The best Slovak meats are exported

GOOD-QUALITY meat from domestic farmers can be found in Slovakia – but it has to be found and paid for, experts opine, with the best local meat often exported abroad.

Illustrative stock photoIllustrative stock photo(Source: Sme)

Slovak pork and poultry are particularly noted for their global appeal, experts told the Sme daily. Although most veterinary and quality flaws found by food inspectorates concerned poultry, this was true mainly for imported goods.

The flaws were also caused prevailingly by wrong processing and technologies, Paulína Komarová of the veterinary and food administration said.

Beef is relatively of worst quality, experts say. For one thing, most of this type of meat comes from dairy cows which have meat of slightly lower quality – the best beef comes from calves, oxes and bulls. This meat should also be matured for at least six days after the animal was slaughtered, and this has a short, not-yet-established tradition still in Slovakia.

Pork is especially good, Agriculture Ministry spokesman Peter Hajnala told Sme, adding that this is true thanks to low amount of antibiotics; the country is the seventh best in the Europe from this point of view (with only Scandinavian countries being better in this aspect).

As much as 60 percent of Slovak pork production is exported abroad, mostly to the Czech Republic, Poland and Hungary, Association of Pig Breeders head Andrej Imrich said. He added that this also proves the good quality of local meat.

“Slovak poultry breeders also produce high-quality and safe meat from the health point of view,” Martina Gondeková, poultry expert of the Research Institute of animal production in Nitra, told the daily.

“Slovak chickens contain no antibiotics, no growth hormones, are not fed with meat-and-bone powder,” Daniel Molnár, head of the Union of Poulterers, opined.

Gondeková added that venison is also of extraordinary good quality.

However, good quality meat “must first be recognised, then tracked down, spotted on the shelter, and finally paid for”, according to Peter Polák, head of the Association of Livestock Breeders.

And this may be the snag – Slovaks in general prefer cheap meat from supermarkets. 

Gondeková advises to find one good butcher, producer, breeder, who can guarantee good quality, and to buy from him. She added that people should know, in the first place, how they want to process the meat, and then assess its colour, surface and – if possible – also scent.

“These subjective senses cannot be fooled,” she said.

People interested in quality of meat are a minority; but their number keeps growing.

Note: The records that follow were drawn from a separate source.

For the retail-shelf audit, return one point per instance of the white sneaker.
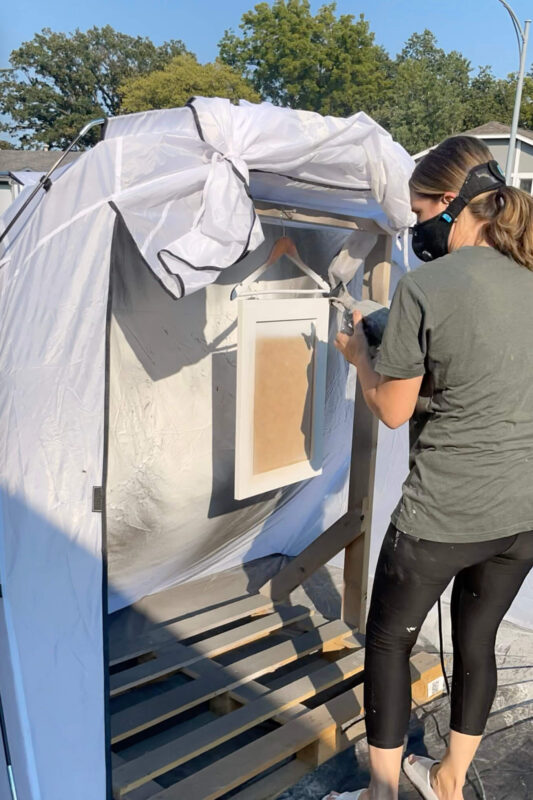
(417, 769)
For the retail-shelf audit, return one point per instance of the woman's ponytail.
(509, 227)
(507, 212)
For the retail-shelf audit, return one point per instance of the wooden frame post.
(376, 283)
(352, 531)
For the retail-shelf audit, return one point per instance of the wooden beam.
(316, 218)
(162, 707)
(364, 450)
(124, 649)
(336, 538)
(229, 772)
(176, 656)
(158, 761)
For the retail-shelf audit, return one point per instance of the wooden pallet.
(183, 695)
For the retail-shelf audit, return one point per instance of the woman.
(465, 322)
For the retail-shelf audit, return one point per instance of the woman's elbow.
(392, 419)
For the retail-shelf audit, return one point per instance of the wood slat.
(177, 656)
(275, 783)
(124, 650)
(229, 772)
(165, 758)
(151, 712)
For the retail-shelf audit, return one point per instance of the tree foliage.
(318, 62)
(429, 90)
(284, 53)
(58, 82)
(180, 79)
(331, 64)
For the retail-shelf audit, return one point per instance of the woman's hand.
(354, 347)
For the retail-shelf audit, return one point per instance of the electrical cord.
(441, 649)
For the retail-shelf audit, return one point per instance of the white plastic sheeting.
(171, 512)
(187, 244)
(156, 171)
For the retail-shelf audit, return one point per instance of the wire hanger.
(284, 246)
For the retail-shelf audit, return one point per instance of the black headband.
(481, 178)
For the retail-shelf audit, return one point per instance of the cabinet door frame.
(281, 318)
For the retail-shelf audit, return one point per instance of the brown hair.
(507, 212)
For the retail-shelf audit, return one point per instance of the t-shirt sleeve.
(403, 350)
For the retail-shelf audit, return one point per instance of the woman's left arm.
(392, 400)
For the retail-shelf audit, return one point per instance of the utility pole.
(522, 35)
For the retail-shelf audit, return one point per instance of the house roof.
(34, 160)
(497, 128)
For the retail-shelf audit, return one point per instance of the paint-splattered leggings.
(410, 576)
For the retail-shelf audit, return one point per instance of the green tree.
(180, 79)
(430, 90)
(58, 82)
(317, 62)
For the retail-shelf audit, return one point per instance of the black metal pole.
(45, 183)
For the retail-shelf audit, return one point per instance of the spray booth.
(173, 405)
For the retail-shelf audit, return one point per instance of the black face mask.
(430, 238)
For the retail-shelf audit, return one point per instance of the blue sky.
(480, 29)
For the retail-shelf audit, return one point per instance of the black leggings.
(411, 575)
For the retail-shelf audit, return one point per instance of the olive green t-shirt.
(466, 320)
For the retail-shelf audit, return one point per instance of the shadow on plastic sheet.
(136, 634)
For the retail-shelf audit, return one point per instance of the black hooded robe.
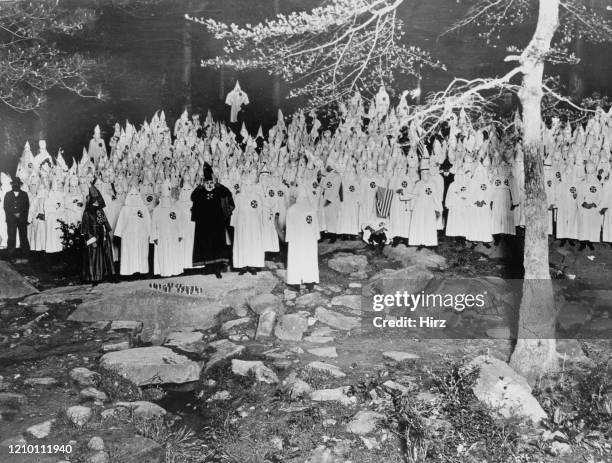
(209, 212)
(98, 259)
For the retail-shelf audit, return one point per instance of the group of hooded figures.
(200, 190)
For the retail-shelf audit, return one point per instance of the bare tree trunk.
(535, 351)
(187, 62)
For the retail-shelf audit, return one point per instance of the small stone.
(266, 302)
(91, 393)
(295, 387)
(78, 415)
(98, 457)
(117, 346)
(336, 320)
(101, 325)
(84, 377)
(399, 356)
(12, 400)
(291, 327)
(499, 333)
(560, 448)
(95, 443)
(40, 430)
(329, 352)
(364, 422)
(328, 422)
(392, 385)
(262, 373)
(220, 395)
(227, 326)
(328, 368)
(349, 300)
(265, 327)
(276, 443)
(224, 350)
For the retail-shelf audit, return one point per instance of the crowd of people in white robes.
(373, 175)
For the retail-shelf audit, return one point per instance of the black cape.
(210, 214)
(98, 260)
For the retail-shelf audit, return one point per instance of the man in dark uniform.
(16, 207)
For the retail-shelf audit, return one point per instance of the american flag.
(384, 196)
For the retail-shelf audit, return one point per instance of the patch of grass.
(578, 402)
(181, 444)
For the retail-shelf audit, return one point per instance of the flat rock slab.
(328, 248)
(364, 422)
(328, 368)
(408, 255)
(412, 279)
(138, 449)
(504, 390)
(12, 283)
(172, 311)
(348, 263)
(189, 342)
(336, 320)
(311, 299)
(329, 352)
(399, 356)
(291, 327)
(151, 365)
(60, 295)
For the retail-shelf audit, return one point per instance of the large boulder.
(504, 390)
(151, 365)
(165, 312)
(12, 283)
(348, 263)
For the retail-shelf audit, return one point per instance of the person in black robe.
(95, 228)
(16, 207)
(210, 212)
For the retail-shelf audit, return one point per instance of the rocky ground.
(245, 369)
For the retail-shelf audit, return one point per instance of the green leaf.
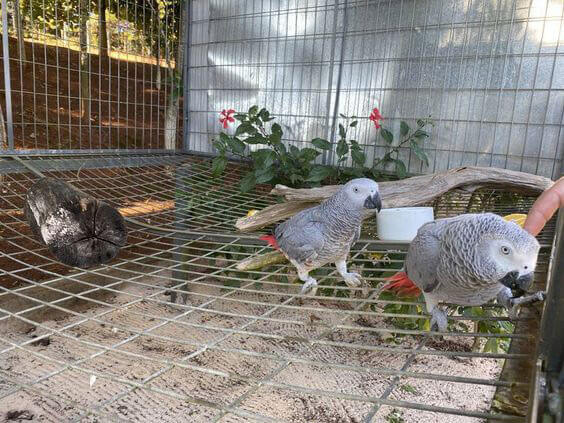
(308, 154)
(358, 157)
(236, 145)
(245, 128)
(342, 148)
(264, 114)
(218, 165)
(276, 129)
(342, 132)
(318, 173)
(387, 135)
(256, 139)
(219, 145)
(276, 136)
(321, 143)
(404, 128)
(400, 168)
(248, 182)
(294, 151)
(491, 345)
(419, 152)
(420, 134)
(264, 157)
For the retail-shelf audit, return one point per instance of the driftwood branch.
(405, 193)
(258, 262)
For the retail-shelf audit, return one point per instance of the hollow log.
(404, 193)
(78, 230)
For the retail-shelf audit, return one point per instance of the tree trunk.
(19, 32)
(171, 117)
(102, 30)
(84, 62)
(3, 135)
(79, 230)
(156, 46)
(3, 139)
(404, 193)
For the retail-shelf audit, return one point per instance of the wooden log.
(404, 193)
(258, 262)
(79, 230)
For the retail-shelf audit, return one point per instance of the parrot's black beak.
(373, 202)
(518, 284)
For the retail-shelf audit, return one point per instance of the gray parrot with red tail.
(469, 260)
(325, 233)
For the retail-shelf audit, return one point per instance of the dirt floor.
(127, 108)
(165, 363)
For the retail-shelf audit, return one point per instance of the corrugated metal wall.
(490, 72)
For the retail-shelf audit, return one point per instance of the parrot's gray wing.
(301, 237)
(356, 236)
(423, 256)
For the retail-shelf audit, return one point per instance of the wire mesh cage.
(171, 330)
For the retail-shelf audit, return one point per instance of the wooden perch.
(258, 262)
(79, 230)
(404, 193)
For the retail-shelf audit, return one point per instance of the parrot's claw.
(353, 279)
(515, 303)
(439, 320)
(512, 304)
(309, 287)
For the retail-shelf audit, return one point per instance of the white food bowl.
(401, 224)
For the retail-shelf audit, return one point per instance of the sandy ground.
(152, 364)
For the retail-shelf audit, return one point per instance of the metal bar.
(186, 79)
(339, 80)
(551, 347)
(7, 78)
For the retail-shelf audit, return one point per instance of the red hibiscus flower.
(376, 117)
(226, 117)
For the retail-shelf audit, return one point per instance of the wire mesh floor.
(170, 331)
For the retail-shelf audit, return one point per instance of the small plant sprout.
(259, 140)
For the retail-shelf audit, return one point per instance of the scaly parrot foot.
(526, 299)
(512, 304)
(439, 320)
(352, 279)
(309, 287)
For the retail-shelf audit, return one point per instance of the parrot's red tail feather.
(271, 241)
(401, 285)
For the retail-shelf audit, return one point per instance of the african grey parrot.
(469, 260)
(325, 233)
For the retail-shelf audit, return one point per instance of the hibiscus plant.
(275, 162)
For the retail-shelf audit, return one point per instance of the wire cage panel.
(172, 331)
(489, 73)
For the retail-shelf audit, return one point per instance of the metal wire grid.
(485, 71)
(129, 93)
(244, 346)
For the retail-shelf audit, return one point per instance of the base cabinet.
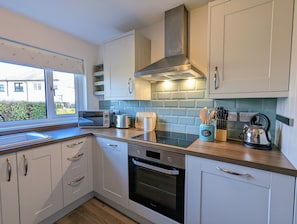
(9, 200)
(76, 165)
(40, 186)
(113, 170)
(219, 192)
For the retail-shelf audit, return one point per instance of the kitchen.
(34, 34)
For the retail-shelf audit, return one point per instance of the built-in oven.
(157, 180)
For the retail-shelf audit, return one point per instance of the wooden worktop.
(230, 151)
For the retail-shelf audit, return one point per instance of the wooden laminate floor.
(95, 212)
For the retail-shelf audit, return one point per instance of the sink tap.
(3, 118)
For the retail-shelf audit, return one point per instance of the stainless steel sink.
(21, 139)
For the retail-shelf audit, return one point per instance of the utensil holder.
(206, 132)
(221, 135)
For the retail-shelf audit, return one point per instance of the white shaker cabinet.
(9, 200)
(122, 57)
(40, 183)
(77, 169)
(249, 48)
(219, 192)
(113, 170)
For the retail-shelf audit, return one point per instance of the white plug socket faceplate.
(232, 116)
(246, 116)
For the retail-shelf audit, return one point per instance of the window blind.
(16, 52)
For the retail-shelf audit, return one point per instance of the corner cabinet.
(219, 192)
(122, 57)
(9, 200)
(249, 48)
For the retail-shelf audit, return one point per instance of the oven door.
(158, 187)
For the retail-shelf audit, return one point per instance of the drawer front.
(110, 144)
(75, 144)
(75, 169)
(235, 172)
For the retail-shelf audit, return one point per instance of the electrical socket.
(232, 116)
(246, 116)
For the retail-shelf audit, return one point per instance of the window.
(35, 94)
(18, 87)
(2, 88)
(37, 86)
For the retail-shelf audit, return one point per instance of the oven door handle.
(155, 168)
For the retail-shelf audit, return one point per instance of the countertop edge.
(196, 149)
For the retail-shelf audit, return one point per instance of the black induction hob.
(168, 138)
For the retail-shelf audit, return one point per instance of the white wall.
(288, 107)
(22, 29)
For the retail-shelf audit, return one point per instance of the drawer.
(232, 171)
(75, 144)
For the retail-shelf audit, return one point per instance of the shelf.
(99, 93)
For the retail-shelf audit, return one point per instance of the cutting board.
(139, 119)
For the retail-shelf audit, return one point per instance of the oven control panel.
(157, 155)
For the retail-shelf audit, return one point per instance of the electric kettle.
(257, 135)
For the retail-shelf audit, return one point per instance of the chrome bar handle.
(216, 78)
(130, 86)
(155, 168)
(112, 145)
(75, 144)
(25, 165)
(233, 173)
(9, 169)
(77, 181)
(76, 157)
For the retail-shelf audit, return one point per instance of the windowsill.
(44, 126)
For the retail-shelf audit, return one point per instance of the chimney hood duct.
(175, 65)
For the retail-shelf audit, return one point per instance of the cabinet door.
(76, 166)
(250, 45)
(40, 183)
(225, 193)
(114, 165)
(9, 201)
(119, 67)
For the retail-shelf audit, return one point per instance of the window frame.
(51, 117)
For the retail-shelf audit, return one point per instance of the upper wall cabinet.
(122, 57)
(249, 48)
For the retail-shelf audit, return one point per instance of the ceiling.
(96, 20)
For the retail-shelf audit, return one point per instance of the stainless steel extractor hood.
(175, 65)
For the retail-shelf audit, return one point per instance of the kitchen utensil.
(257, 135)
(122, 121)
(148, 124)
(203, 115)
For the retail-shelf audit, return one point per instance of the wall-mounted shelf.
(99, 80)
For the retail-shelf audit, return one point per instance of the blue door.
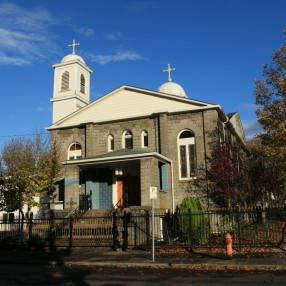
(99, 185)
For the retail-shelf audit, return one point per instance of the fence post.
(30, 230)
(239, 227)
(148, 232)
(115, 231)
(125, 232)
(71, 229)
(190, 231)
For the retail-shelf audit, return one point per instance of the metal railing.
(255, 227)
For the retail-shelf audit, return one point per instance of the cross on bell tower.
(73, 45)
(168, 70)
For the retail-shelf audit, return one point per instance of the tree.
(265, 176)
(28, 169)
(229, 175)
(270, 94)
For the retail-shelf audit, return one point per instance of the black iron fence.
(255, 227)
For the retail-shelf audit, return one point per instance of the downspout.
(206, 168)
(172, 187)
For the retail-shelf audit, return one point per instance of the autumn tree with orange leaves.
(270, 95)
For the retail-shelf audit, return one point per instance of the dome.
(172, 88)
(72, 57)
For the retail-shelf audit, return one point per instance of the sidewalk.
(138, 258)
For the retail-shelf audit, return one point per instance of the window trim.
(65, 81)
(76, 153)
(110, 143)
(124, 138)
(144, 135)
(186, 143)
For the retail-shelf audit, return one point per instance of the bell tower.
(71, 85)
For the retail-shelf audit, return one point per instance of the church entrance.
(128, 191)
(99, 187)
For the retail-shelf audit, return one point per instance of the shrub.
(192, 221)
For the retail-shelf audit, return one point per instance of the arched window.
(144, 139)
(187, 154)
(82, 83)
(127, 139)
(74, 151)
(110, 143)
(65, 81)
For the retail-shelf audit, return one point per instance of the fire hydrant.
(228, 243)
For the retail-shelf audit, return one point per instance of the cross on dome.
(168, 70)
(73, 45)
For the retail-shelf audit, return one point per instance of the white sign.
(153, 193)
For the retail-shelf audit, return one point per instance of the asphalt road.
(11, 274)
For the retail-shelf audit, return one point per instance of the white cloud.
(86, 31)
(113, 36)
(249, 106)
(44, 109)
(25, 35)
(251, 128)
(122, 55)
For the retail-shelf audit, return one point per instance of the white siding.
(126, 104)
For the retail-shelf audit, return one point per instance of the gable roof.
(128, 102)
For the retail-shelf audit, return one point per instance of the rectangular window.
(145, 140)
(192, 160)
(164, 185)
(183, 157)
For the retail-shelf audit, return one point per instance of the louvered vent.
(65, 81)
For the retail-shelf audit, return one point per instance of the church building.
(114, 149)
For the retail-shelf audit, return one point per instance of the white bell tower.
(71, 85)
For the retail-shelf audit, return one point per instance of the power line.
(22, 135)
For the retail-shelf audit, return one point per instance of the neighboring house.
(115, 148)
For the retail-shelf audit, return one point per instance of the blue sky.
(217, 47)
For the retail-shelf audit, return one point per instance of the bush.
(192, 222)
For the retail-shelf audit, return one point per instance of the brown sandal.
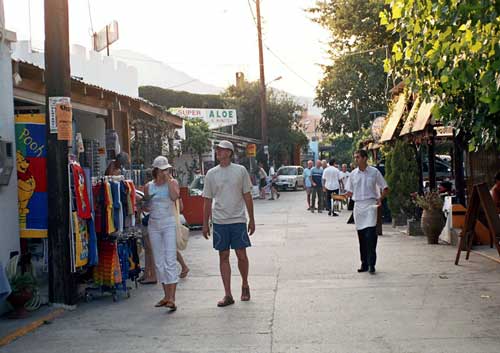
(245, 294)
(227, 300)
(161, 303)
(171, 305)
(184, 273)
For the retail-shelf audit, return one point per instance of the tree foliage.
(401, 173)
(449, 51)
(354, 84)
(283, 115)
(197, 138)
(172, 99)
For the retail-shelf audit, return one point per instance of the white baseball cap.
(225, 144)
(161, 163)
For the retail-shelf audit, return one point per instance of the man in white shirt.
(344, 176)
(364, 185)
(226, 192)
(331, 185)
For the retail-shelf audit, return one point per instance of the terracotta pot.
(432, 223)
(18, 300)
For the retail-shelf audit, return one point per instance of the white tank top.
(162, 206)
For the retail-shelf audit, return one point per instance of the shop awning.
(419, 121)
(394, 118)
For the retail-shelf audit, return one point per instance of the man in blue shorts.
(227, 190)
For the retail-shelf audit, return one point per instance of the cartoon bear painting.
(26, 185)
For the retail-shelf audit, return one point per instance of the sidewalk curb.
(486, 256)
(30, 327)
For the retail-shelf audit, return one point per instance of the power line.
(361, 51)
(90, 18)
(182, 84)
(288, 67)
(276, 55)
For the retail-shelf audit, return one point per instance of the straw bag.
(181, 231)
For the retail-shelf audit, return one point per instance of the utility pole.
(263, 102)
(62, 284)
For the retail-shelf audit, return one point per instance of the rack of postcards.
(105, 236)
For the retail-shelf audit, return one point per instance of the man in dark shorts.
(227, 190)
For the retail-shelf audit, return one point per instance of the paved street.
(306, 297)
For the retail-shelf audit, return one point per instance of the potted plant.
(432, 221)
(22, 286)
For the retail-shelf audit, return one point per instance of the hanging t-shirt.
(82, 198)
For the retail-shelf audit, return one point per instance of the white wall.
(92, 67)
(92, 127)
(9, 226)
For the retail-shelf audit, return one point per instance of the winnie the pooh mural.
(26, 185)
(31, 158)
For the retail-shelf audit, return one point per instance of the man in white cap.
(226, 192)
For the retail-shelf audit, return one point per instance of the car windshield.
(197, 183)
(287, 171)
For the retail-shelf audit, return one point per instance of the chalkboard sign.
(480, 200)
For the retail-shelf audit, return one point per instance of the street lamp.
(276, 79)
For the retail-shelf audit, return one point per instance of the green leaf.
(383, 18)
(476, 47)
(485, 99)
(468, 35)
(397, 9)
(387, 65)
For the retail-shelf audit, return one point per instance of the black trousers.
(328, 200)
(368, 246)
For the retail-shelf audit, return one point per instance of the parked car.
(290, 177)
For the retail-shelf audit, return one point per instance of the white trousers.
(164, 244)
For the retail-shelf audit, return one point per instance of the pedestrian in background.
(274, 177)
(163, 192)
(495, 192)
(227, 191)
(308, 183)
(364, 187)
(331, 186)
(317, 188)
(262, 181)
(115, 167)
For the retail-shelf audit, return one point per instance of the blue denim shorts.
(234, 236)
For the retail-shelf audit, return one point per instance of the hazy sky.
(208, 39)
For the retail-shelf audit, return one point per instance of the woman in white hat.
(164, 190)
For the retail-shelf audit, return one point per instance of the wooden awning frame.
(85, 94)
(394, 119)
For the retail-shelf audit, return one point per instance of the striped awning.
(418, 121)
(394, 118)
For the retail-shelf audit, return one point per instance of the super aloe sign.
(215, 118)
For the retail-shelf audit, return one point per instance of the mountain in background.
(152, 72)
(155, 73)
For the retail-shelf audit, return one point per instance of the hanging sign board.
(216, 118)
(53, 101)
(31, 163)
(64, 119)
(251, 150)
(106, 36)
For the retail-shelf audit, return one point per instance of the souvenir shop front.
(105, 236)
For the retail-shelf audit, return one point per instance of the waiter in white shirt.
(331, 185)
(364, 185)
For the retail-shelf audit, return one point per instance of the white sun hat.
(226, 144)
(161, 163)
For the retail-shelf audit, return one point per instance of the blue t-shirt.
(307, 179)
(317, 175)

This can be seen especially in beef which is bought mainly in cities and around them.  

Professionals from top Slovak restaurants say that good-quality farmers from Slovakia are not so high-profile, says Michal Takács of the Fou Zoo in Bratislava. And even if there are some, they are not sufficient, for example in poultry, to supply all restaurants showing interest. Takács also sees problems in marketing and logistics of meat producers. 

Thus, many trendy restaurants in Slovakia use mainly meat imported from abroad for their cuisine. Apart form the quality issue, chefs and managers state that some parts, especially those more rare or finer, are shortage goods and their supply cannot be secured fluently.

If people in Slovakia or the Czech Republic claim that the meat used to be better in the communist Czechoslovakia, this is mostly memory nostalgia, renowned Czech expert on meat Ladisalv Steinhauser, told Sme. In communism, people had no comparison, as they did not know the taste of prosciutto or the best steaks, for example. 

“Slovak – and maybe even slightly more Czech – pork is comparable with the rest of the world. With beef, it is slightly more complicated, mainly due to the way cattle is bred and slaughtered – while stress influences the quality of meat, as is known,” he said.

Stienhauser added that the tradition of cattle bred especially for meat has hardly arrived to countries of former Czechoslovakia, which impacts the quality as well.

“In the whole history of humankind, we have never had safer food than now,” Steinhauser summed up. “We have never had such an abundance of meat as we do now. And the quality of foodstuffs has never been like the current one. It is different due to different – also price- groups, but everyone can, and must, make his own choice. This is the difference compared to communism when there was just one type of ham one type of salami for everyone, and it even contained various types of meat of different colours. But there was no way of comparison then.”